In bcryptjs.hash() the value of salt rounds is only "1"

Where do you see this value set as 1? Our hash function is set to 10 salt rounds by default as seen here in utils/passwords.ts

CSRF & Right now, you are using this hidden in the server-side templating system (Nunjucks).

So this project has been through a few phases, and one of those phases was implementing my oauth2-server package. When that was the case, I was using nunjucks templating for the oauth2 login page as well as the scope acceptance pages ("Do you allow this project to edit your projects, read your projects etc"). With these server rendered pages, the CSRF token was necessary.

The CSRF token should also be set for the register and login endpoints (basically... wherever a token is not required to POST).

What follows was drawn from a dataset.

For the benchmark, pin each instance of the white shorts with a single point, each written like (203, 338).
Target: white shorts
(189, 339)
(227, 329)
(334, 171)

Meaning, if you have a form open to the world (login, register, password reset), it should be protected by CSRF. This is not the case for this project currently. I have not implemented anything to send the CSRF token to the Next.js client yet.

It is worth noting that Nunjucks is still used for email templating for the server (along with MJML). You can see the email templates here

I need to add support for error handling that can handle db and graphql errors in dev and prod modes

The graphql configuration along with formatError configuration is located here in the config/graphql.ts. You could just add some magic in that function to check the ENV.isProduction value.